#GovConThoughts: COFC Protest Decision Provides Insight Into the Cardinal Change Doctrine and Bridge Contracts
[My #govconthoughts series provides a quick take on recent developments in the government contracting space.]
A recent U.S. Court of Federal Claims ("COFC") decision granting a protester's motion for preliminary injunction ("PI") is interesting because it outlines how the court analyzed a protest of an agency's decision to modify another contractor's order to add services that, in the protester's view, were outside the scope of the order.
Briefly, the protest of IgniteAction JV vs. United States, No. 24-1386 relates to the U.S. Census Bureau's ("Census") award of a contract (a follow-on effort) to the protester. That award was protested by two unsuccessful bidders. To maintain services during the protests, the agency issued two sole-source bridge contracts to the incumbent contractor, which was a member of a JV that bid on the work. The agency needed another bridge and, for various reasons, was teeing up a bridge contract to a new company. That action is the subject of the instant protest.

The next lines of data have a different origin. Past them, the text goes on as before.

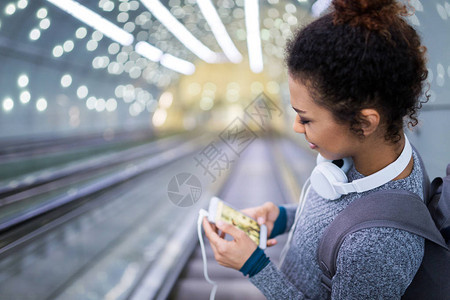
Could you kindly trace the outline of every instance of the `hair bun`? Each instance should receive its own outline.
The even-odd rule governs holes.
[[[399,16],[408,15],[404,4],[395,0],[333,0],[334,22],[364,26],[369,30],[387,29]]]

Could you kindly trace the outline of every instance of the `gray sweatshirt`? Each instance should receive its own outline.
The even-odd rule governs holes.
[[[338,200],[321,198],[310,189],[298,219],[292,242],[280,268],[270,262],[249,280],[267,299],[400,299],[423,258],[425,241],[404,230],[377,227],[349,235],[337,257],[332,292],[321,285],[317,247],[326,227],[353,200],[377,190],[403,189],[423,198],[422,169],[413,152],[414,167],[405,179],[390,181],[374,190],[351,193]],[[362,178],[354,167],[349,181]],[[294,222],[296,207],[286,207],[287,229]]]

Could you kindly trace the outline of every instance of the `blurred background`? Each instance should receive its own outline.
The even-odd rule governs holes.
[[[431,97],[408,136],[442,176],[450,2],[409,2]],[[197,211],[295,202],[314,167],[283,58],[328,6],[0,1],[0,298],[207,299]],[[261,299],[207,256],[218,299]]]

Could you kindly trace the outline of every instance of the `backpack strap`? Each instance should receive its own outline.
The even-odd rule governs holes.
[[[405,190],[371,193],[350,203],[326,228],[317,251],[322,284],[331,291],[336,260],[347,235],[372,227],[393,227],[420,235],[448,249],[422,199]]]

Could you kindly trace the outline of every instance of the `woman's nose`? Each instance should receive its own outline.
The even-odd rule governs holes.
[[[300,117],[298,115],[295,117],[293,128],[297,133],[305,133],[305,126],[300,123]]]

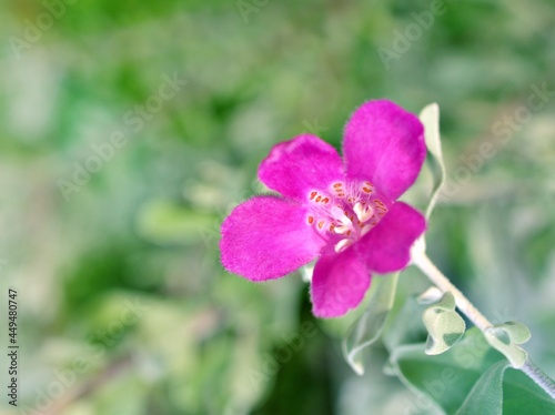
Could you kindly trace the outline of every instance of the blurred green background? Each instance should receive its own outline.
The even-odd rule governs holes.
[[[316,321],[299,275],[252,284],[219,263],[272,145],[340,148],[374,98],[440,104],[455,190],[430,256],[493,321],[529,325],[554,376],[555,103],[534,88],[555,91],[555,3],[432,4],[4,1],[0,303],[17,289],[20,413],[411,413],[383,346],[362,377],[341,356],[356,312]],[[407,270],[397,308],[426,286]]]

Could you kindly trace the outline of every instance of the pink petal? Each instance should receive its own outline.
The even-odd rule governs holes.
[[[278,279],[311,262],[323,245],[297,203],[258,196],[236,206],[222,223],[225,270],[251,281]]]
[[[276,144],[259,168],[260,180],[284,196],[305,201],[310,192],[342,180],[337,151],[317,136],[303,134]]]
[[[340,317],[362,302],[369,286],[370,273],[355,250],[323,255],[312,275],[312,312],[316,317]]]
[[[391,101],[366,102],[345,126],[343,154],[347,176],[369,180],[396,200],[414,183],[426,158],[422,123]]]
[[[355,247],[370,270],[380,273],[401,271],[411,261],[412,244],[425,230],[426,221],[418,211],[396,202]]]

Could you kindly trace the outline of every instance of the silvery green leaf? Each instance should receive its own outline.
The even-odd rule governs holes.
[[[427,162],[434,176],[432,196],[426,209],[426,219],[430,219],[434,210],[440,192],[445,183],[445,164],[443,162],[442,141],[440,135],[440,107],[436,103],[426,105],[418,115],[424,125],[424,138],[426,148],[432,158]]]
[[[367,310],[353,323],[343,338],[343,356],[359,375],[364,374],[362,352],[375,343],[382,334],[385,320],[393,306],[397,280],[398,273],[373,281],[373,284],[379,285],[370,298]]]
[[[526,363],[528,354],[518,347],[531,337],[529,328],[524,324],[518,322],[497,324],[487,327],[484,335],[492,347],[503,353],[513,367],[522,367]]]
[[[455,311],[455,297],[445,293],[428,305],[422,315],[427,328],[426,354],[435,355],[448,351],[463,336],[466,324]]]

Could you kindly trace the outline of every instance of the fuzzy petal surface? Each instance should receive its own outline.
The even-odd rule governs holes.
[[[323,255],[312,275],[312,312],[316,317],[340,317],[356,307],[370,286],[370,273],[354,249]]]
[[[403,270],[411,261],[411,246],[426,230],[426,220],[414,208],[396,202],[380,223],[356,244],[370,270]]]
[[[370,180],[396,200],[414,183],[426,158],[424,128],[391,101],[370,101],[347,122],[343,154],[347,176]]]
[[[251,281],[295,271],[311,262],[324,243],[306,224],[301,204],[275,196],[240,204],[222,223],[221,232],[223,266]]]
[[[304,202],[310,191],[324,190],[344,178],[343,162],[332,145],[303,134],[276,144],[260,164],[259,178],[284,196]]]

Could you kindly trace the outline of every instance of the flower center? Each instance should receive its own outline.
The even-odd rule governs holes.
[[[309,193],[306,221],[333,243],[335,252],[342,252],[387,213],[383,199],[367,181],[334,182],[326,191]]]

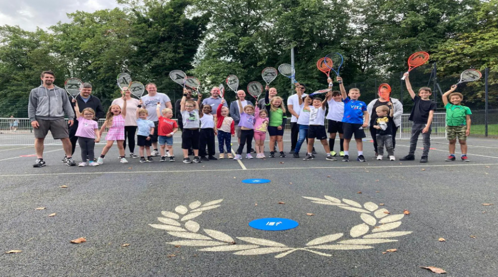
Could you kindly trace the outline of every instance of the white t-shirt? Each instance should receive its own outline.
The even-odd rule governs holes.
[[[344,115],[344,102],[336,102],[333,99],[327,102],[329,104],[329,113],[327,114],[327,119],[342,121]]]
[[[325,125],[325,110],[321,106],[318,109],[310,106],[310,125]]]
[[[308,95],[306,93],[303,93],[302,96],[306,96]],[[296,112],[298,115],[301,112],[301,110],[304,107],[304,103],[303,102],[302,105],[299,105],[299,98],[297,95],[297,94],[293,94],[289,97],[287,99],[287,107],[288,107],[289,105],[292,105],[292,110]],[[291,118],[290,118],[291,122],[297,122],[297,118],[294,116],[293,115]]]

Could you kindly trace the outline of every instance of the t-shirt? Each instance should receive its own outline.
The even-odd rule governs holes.
[[[164,93],[157,93],[154,96],[149,95],[142,96],[141,98],[142,102],[142,107],[147,109],[149,113],[149,115],[147,116],[147,119],[152,121],[157,121],[157,114],[156,113],[156,108],[157,107],[157,102],[161,102],[161,108],[160,111],[166,108],[166,103],[171,102],[169,97]],[[126,103],[127,105],[128,103]]]
[[[327,114],[327,119],[342,121],[344,116],[344,102],[335,101],[333,99],[327,102],[329,104],[329,113]],[[301,116],[299,116],[301,117]]]
[[[448,103],[446,108],[446,125],[448,126],[465,126],[467,125],[467,115],[472,115],[470,108],[462,105]]]
[[[367,104],[360,100],[353,100],[346,97],[344,102],[344,115],[342,122],[347,123],[363,124],[363,112],[367,111]]]
[[[76,136],[94,138],[95,129],[99,129],[99,124],[97,122],[91,119],[87,119],[83,117],[80,117],[76,120],[78,124]]]
[[[138,127],[136,135],[148,137],[150,135],[150,128],[154,128],[154,122],[151,120],[137,118],[136,126]]]
[[[417,123],[427,123],[429,112],[436,110],[436,103],[432,100],[422,100],[418,95],[415,95],[413,100],[415,104],[408,120]]]
[[[309,106],[310,125],[325,125],[325,110],[320,106],[318,108]],[[300,116],[299,117],[301,117]]]
[[[123,109],[123,98],[117,98],[113,100],[111,105],[117,105]],[[126,102],[126,117],[124,118],[125,126],[136,126],[136,109],[138,109],[138,100],[130,98]],[[155,113],[155,111],[154,112]]]
[[[183,128],[189,129],[199,128],[199,110],[194,109],[192,112],[186,110],[182,112]]]
[[[176,121],[164,117],[159,117],[157,135],[159,136],[166,136],[172,132],[175,128],[178,128],[178,125],[176,123]]]
[[[303,93],[302,94],[302,96],[304,97],[307,95],[308,95],[306,93]],[[294,111],[298,115],[299,115],[299,113],[301,112],[301,109],[304,106],[304,103],[299,105],[299,96],[297,93],[291,95],[287,99],[287,106],[289,107],[289,105],[292,105],[292,110],[294,110]],[[297,118],[293,115],[292,117],[290,118],[290,122],[297,122]]]
[[[392,118],[377,117],[374,125],[380,127],[380,129],[376,129],[377,135],[392,135]]]

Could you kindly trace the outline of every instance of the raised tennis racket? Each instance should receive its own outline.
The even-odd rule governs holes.
[[[185,87],[185,78],[187,78],[187,74],[181,70],[171,70],[169,72],[169,78],[173,82],[184,88]]]
[[[287,78],[293,80],[294,83],[297,83],[297,81],[295,79],[296,71],[294,70],[294,68],[292,68],[292,66],[290,64],[284,63],[278,66],[278,72]]]
[[[83,82],[77,78],[70,78],[64,82],[64,88],[66,91],[71,95],[74,99],[78,94],[81,91],[81,88],[83,87]]]
[[[418,67],[428,60],[429,53],[426,52],[417,52],[412,54],[411,56],[410,56],[410,57],[408,58],[408,71],[406,73],[409,73],[415,67]],[[403,76],[401,80],[404,80],[405,78],[406,78],[405,76]]]
[[[456,85],[458,86],[462,83],[477,81],[482,77],[483,77],[483,74],[479,70],[472,68],[466,69],[460,74],[460,80],[458,81],[458,83],[457,83]]]
[[[259,82],[251,82],[248,84],[248,92],[256,99],[256,103],[259,100],[259,96],[263,92],[263,85]]]
[[[237,93],[239,89],[239,77],[235,75],[230,75],[227,77],[227,85],[231,90]]]
[[[334,71],[337,77],[341,77],[339,75],[339,71],[341,70],[341,67],[342,66],[343,63],[344,62],[344,58],[342,55],[339,53],[331,53],[325,56],[325,59],[330,59],[332,61],[332,66],[330,68]],[[328,66],[329,64],[326,63],[325,65]]]
[[[131,83],[131,77],[128,73],[120,73],[118,75],[118,86],[121,90],[126,90]],[[126,88],[126,89],[124,88]]]
[[[263,80],[266,82],[267,86],[270,85],[270,83],[275,80],[277,75],[278,71],[274,67],[267,67],[261,72],[261,77],[263,77]]]
[[[330,70],[332,67],[332,60],[328,58],[321,58],[316,62],[316,67],[318,70],[327,75],[327,79],[330,78]],[[331,85],[332,82],[329,83]]]

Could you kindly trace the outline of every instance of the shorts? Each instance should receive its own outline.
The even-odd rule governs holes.
[[[44,138],[49,131],[52,133],[52,137],[54,139],[69,138],[69,131],[65,119],[37,119],[36,121],[40,126],[37,128],[33,128],[35,138]]]
[[[323,125],[310,125],[308,128],[308,138],[318,138],[321,140],[327,138],[327,132]]]
[[[277,129],[277,128],[278,127],[268,127],[268,134],[270,135],[270,137],[273,136],[283,136],[283,128],[282,128],[281,130],[279,130]]]
[[[329,121],[329,130],[327,130],[327,133],[330,133],[330,134],[336,134],[336,133],[339,133],[339,134],[343,133],[342,122],[336,121],[331,119],[328,120]]]
[[[449,140],[452,140],[458,138],[459,140],[466,140],[467,136],[465,135],[466,131],[467,125],[446,126],[446,138]]]
[[[199,149],[199,129],[183,129],[182,149]]]
[[[159,141],[159,145],[163,145],[164,144],[172,145],[173,136],[166,137],[165,136],[159,136],[157,137],[157,141]]]
[[[363,130],[361,123],[348,123],[343,122],[343,134],[344,138],[351,139],[353,138],[353,134],[355,134],[355,138],[366,138],[365,131]]]
[[[139,135],[136,135],[136,145],[138,146],[150,146],[152,145],[152,138],[147,140],[147,137],[145,136],[140,136]]]

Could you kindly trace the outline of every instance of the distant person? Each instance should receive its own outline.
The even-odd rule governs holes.
[[[60,139],[67,159],[66,164],[76,165],[72,158],[71,141],[64,114],[67,115],[69,127],[74,124],[74,113],[66,91],[54,85],[55,75],[52,71],[41,73],[43,84],[33,89],[29,93],[28,117],[34,133],[34,148],[36,161],[33,167],[41,167],[46,164],[43,160],[44,141],[48,131],[54,139]]]

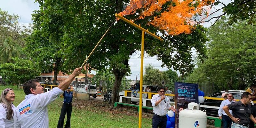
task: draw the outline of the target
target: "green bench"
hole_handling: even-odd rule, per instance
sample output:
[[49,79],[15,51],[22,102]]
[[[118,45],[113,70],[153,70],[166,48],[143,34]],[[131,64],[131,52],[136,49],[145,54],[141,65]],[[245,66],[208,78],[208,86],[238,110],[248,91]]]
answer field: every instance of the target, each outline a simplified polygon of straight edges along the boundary
[[[114,105],[114,107],[120,107],[121,106],[124,105],[137,107],[138,109],[138,112],[139,112],[140,111],[140,105],[137,104],[129,104],[128,103],[124,103],[121,102],[116,102],[115,103],[115,104]],[[149,107],[142,106],[142,109],[144,108],[148,109],[153,110],[153,107]]]
[[219,118],[219,117],[207,116],[207,118],[214,120],[214,126],[215,127],[220,128],[221,127],[221,120]]

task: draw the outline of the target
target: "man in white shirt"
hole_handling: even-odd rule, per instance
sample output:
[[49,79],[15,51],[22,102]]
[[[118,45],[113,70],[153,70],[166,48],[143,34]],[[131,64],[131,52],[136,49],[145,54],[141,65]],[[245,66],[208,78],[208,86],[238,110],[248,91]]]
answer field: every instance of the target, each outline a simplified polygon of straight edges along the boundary
[[[218,113],[219,114],[219,118],[222,119],[222,122],[223,128],[230,128],[231,124],[232,124],[232,120],[228,116],[228,115],[223,110],[222,108],[224,106],[229,104],[233,102],[235,102],[233,100],[233,95],[231,93],[228,94],[228,99],[223,100],[221,102],[220,108],[219,109]],[[232,110],[229,110],[229,112],[232,115]]]
[[63,93],[82,69],[75,69],[66,80],[47,92],[43,93],[44,88],[37,80],[29,80],[24,83],[23,89],[26,95],[14,112],[14,127],[48,128],[47,106]]
[[[168,90],[168,87],[165,87],[164,88],[164,91],[165,92],[165,94],[172,94],[172,92],[171,91]],[[168,97],[168,98],[169,98],[170,100],[173,99],[173,97],[172,96],[166,96]]]
[[158,94],[154,95],[151,99],[153,106],[154,115],[152,119],[152,128],[166,128],[168,110],[176,110],[173,107],[171,106],[169,98],[164,96],[165,91],[163,87],[160,87],[157,91]]

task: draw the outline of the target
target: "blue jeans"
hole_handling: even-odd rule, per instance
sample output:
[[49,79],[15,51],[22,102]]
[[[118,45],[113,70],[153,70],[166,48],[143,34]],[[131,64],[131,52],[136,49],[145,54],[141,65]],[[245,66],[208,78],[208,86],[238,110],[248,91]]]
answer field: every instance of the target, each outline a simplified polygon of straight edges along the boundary
[[231,125],[231,128],[248,128],[249,126],[242,126],[240,124],[237,124],[232,123],[232,125]]
[[152,118],[152,128],[166,128],[167,117],[161,117],[154,114]]
[[222,115],[222,123],[223,128],[230,128],[233,121],[228,116]]
[[[137,90],[136,89],[134,89],[132,91],[132,95],[133,95],[134,96],[136,96],[137,95],[137,94],[138,93],[138,92],[139,91],[140,89],[137,89]],[[135,91],[136,91],[136,94],[134,93],[134,92]]]

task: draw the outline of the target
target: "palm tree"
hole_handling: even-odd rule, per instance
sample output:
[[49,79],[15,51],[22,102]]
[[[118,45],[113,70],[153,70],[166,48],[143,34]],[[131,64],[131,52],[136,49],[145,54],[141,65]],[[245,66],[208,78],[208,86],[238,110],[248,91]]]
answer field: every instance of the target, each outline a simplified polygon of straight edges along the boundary
[[11,37],[6,38],[0,46],[0,64],[12,63],[12,57],[19,56],[15,42]]

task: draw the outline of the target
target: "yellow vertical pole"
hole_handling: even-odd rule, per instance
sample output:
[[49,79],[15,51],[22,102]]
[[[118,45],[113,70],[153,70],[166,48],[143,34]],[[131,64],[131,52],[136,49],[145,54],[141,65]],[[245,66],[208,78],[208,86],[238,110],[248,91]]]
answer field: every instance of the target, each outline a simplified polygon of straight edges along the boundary
[[141,128],[142,120],[142,92],[143,85],[143,58],[144,55],[144,35],[145,31],[142,31],[141,34],[141,50],[140,55],[140,111],[139,114],[139,128]]

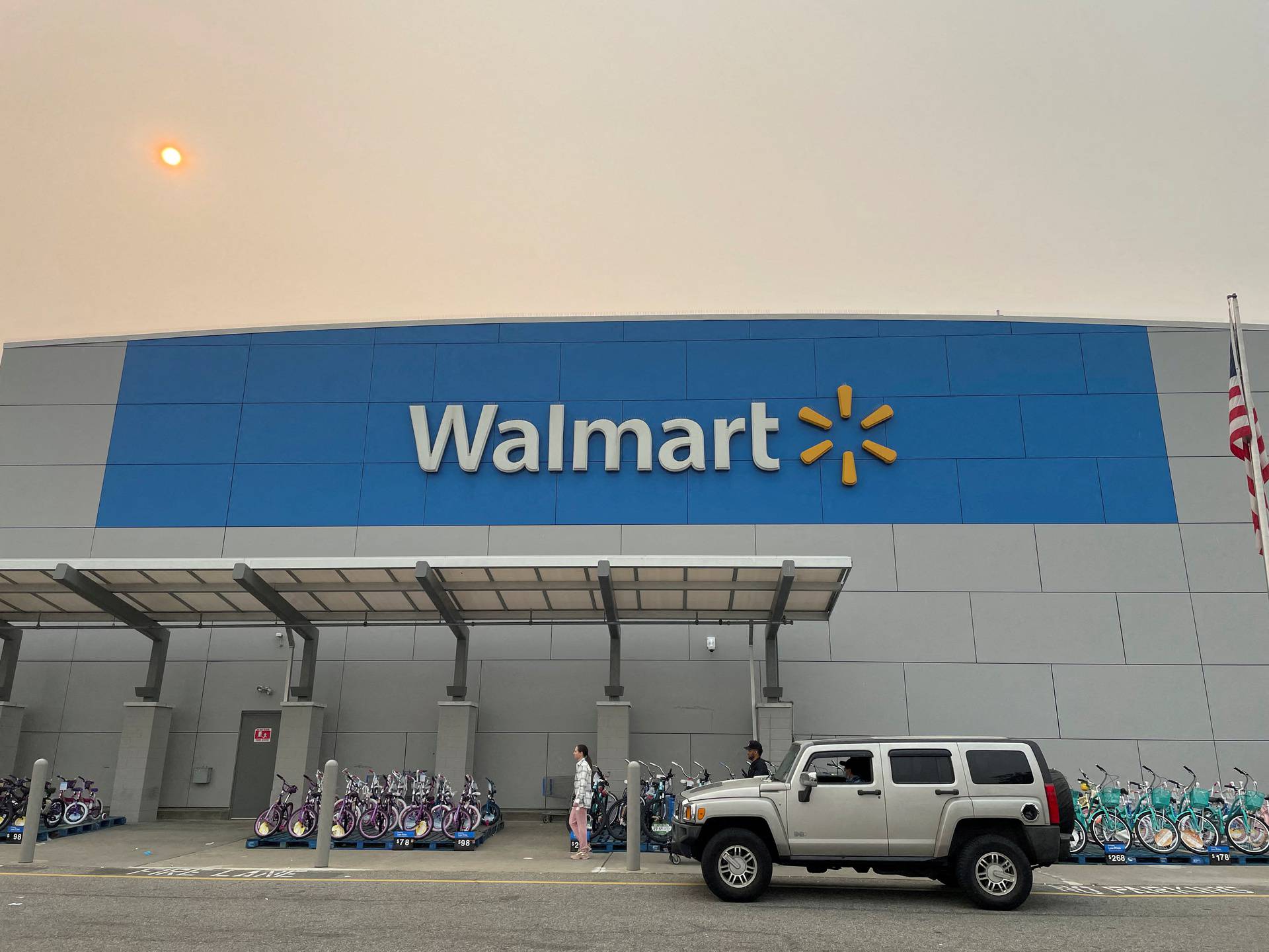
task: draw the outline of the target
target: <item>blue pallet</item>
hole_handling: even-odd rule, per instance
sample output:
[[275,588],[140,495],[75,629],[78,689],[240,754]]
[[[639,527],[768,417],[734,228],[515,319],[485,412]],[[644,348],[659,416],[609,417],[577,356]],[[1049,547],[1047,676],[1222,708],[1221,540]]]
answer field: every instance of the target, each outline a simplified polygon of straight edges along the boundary
[[[416,839],[414,836],[388,836],[386,839],[345,839],[330,842],[331,849],[476,849],[485,840],[492,836],[495,833],[503,829],[503,821],[499,820],[490,828],[480,830],[473,834],[458,834],[456,839],[449,839],[443,833],[428,834],[423,839]],[[398,839],[414,839],[415,842],[410,845],[397,844]],[[470,847],[457,845],[458,840],[464,843],[471,843]],[[263,836],[251,838],[246,842],[247,849],[317,849],[316,839],[296,839],[293,836]]]

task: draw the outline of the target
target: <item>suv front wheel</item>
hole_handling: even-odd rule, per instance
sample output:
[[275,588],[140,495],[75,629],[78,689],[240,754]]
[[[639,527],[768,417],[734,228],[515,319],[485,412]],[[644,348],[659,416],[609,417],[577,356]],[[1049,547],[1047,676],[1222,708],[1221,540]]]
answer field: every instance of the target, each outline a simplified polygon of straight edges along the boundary
[[706,843],[700,872],[725,902],[753,902],[772,881],[772,854],[749,830],[721,830]]
[[982,909],[1016,909],[1030,895],[1030,862],[1005,836],[970,840],[957,857],[956,873],[961,889]]

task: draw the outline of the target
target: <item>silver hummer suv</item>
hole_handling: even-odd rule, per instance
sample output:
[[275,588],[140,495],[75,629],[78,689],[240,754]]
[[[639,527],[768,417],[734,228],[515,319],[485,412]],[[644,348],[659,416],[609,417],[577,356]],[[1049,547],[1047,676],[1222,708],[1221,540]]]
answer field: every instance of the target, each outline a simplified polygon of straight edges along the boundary
[[1074,825],[1066,778],[1034,741],[831,737],[796,741],[770,777],[693,790],[670,849],[732,902],[758,899],[780,863],[923,876],[1016,909],[1032,869],[1070,856]]

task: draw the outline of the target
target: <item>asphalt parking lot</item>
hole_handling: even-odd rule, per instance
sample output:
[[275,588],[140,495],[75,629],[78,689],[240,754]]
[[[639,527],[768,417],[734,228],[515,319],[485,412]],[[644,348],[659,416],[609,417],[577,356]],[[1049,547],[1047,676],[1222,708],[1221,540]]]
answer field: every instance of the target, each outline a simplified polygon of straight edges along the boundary
[[42,844],[30,868],[5,847],[0,946],[1190,949],[1259,948],[1269,932],[1264,867],[1061,866],[1039,871],[1030,900],[1003,914],[928,880],[780,871],[761,901],[739,906],[718,902],[692,863],[645,854],[627,872],[622,854],[570,861],[558,824],[510,824],[472,854],[334,850],[321,871],[310,850],[218,839],[240,831],[102,830]]

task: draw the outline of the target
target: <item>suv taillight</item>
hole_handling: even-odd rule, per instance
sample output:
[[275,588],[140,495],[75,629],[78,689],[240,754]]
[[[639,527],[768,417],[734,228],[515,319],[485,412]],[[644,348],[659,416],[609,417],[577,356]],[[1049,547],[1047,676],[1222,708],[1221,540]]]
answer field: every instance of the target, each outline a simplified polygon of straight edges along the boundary
[[1044,796],[1048,797],[1048,821],[1051,825],[1057,826],[1061,823],[1057,812],[1057,790],[1052,783],[1044,784]]

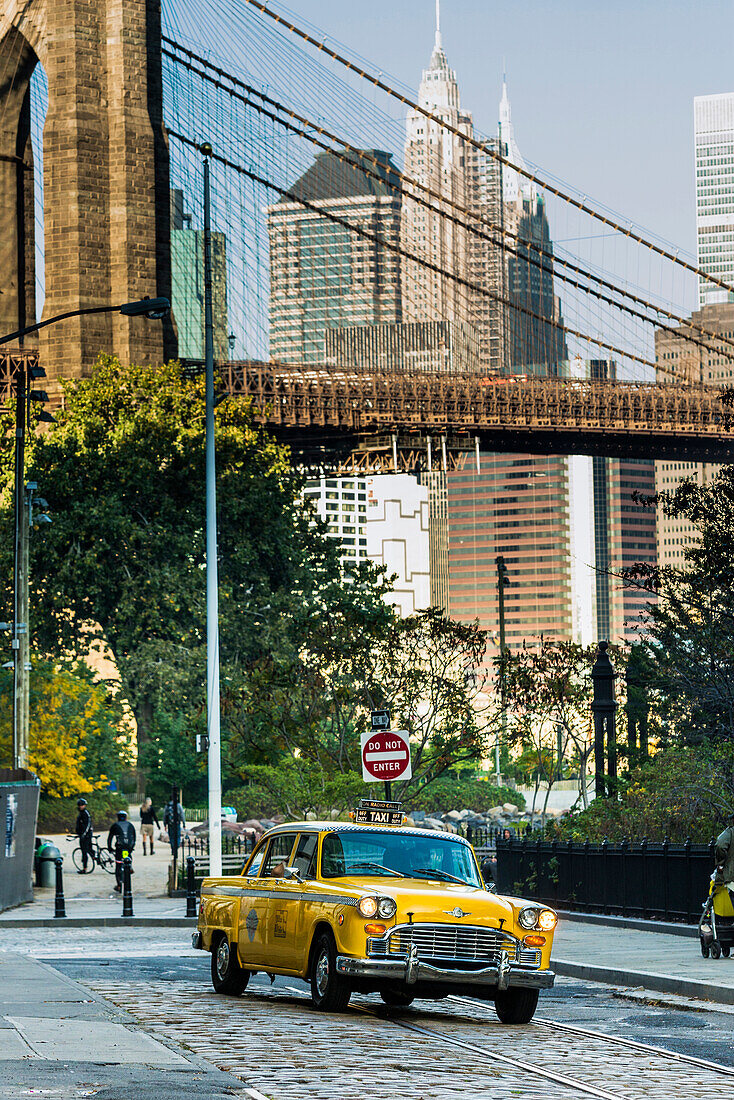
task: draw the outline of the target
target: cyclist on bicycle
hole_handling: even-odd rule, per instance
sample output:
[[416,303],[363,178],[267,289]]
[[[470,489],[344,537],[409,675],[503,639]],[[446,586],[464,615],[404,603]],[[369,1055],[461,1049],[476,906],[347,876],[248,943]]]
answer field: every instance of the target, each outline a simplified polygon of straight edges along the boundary
[[79,837],[79,847],[81,848],[81,870],[77,871],[77,875],[87,873],[87,860],[91,859],[91,866],[95,866],[95,851],[92,848],[92,828],[91,828],[91,814],[87,810],[87,800],[79,799],[77,801],[77,810],[79,811],[76,818],[76,825],[74,832]]

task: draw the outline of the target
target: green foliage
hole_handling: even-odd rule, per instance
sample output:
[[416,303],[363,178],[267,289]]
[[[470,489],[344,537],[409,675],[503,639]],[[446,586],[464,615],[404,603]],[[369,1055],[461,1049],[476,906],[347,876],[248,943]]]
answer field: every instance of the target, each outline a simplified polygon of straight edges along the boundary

Here, the protester challenged the bridge contract because "the work the agency proposes to award to [the new company] is not part of its existing FSS task order and cannot be made part of it by modification." The agency disagreed. The court sided with the protester and rejected the agency's arguments, stating that it is "sympathetic to the agency’s desire to fulfill its mission, but that desire cannot short-circuit the government’s obligations under the FAR."
In finding that the protester was likely to succeed on the merits, the court looked at whether the bridge services were outside the scope of the order – i.e., cardinal change. If it was, the bridge contract would violate CICA's competition mandate. In that respect, while changes typically relate to contract administration, in bid protests "the cardinal change doctrine is applied when the government’s modifications to an existing contract circumvents competition for those additional services."
To determine whether a cardinal change occurred, the court looked at several factors, including for example: whether bidders to the original task order would have reasonably expected the modification to fall within its terms; whether the price will significantly change; whether there are changes in the type of product or service, quantity, and performance period; and whether the end-client would be different.
Under that rubric, the court held that the services were outside the scope of the order. For example, the order was primarily for web services and analytics, customer service principles, and SEO analysis, while the bridge contract involved a host of enterprise-wide IT services for the agency's data dissemination efforts (at a different Census office). Those IT services included, among others, "back-end software development support, production operations support through all environments, systems engineering and integration services, systems design, configuration management, functional and integration testing, incident and problem management, [and] IT security engineering." The court also looked at the personnel involved and LCATs and found that the personnel weren't the same type and that the new company's GSA price list did not include those LCATs.
In the court's view, the "disparity in available services and personnel" showed that the bridge services were not within the scope of the task order. After turning to the remaining factors for injunctive relief, the court granted the protester's PI motion.
Takeaway
While procuring agencies generally enjoy broad deference in their decision-making, they must act within the bounds of applicable law – and regulation (e.g., the FAR) – for their actions to withstand judicial scrutiny. This COFC decision illustrates that while bridge contracts related to bid protest litigation are commonplace, agencies still must adhere to established principles when making decisions to award those contracts.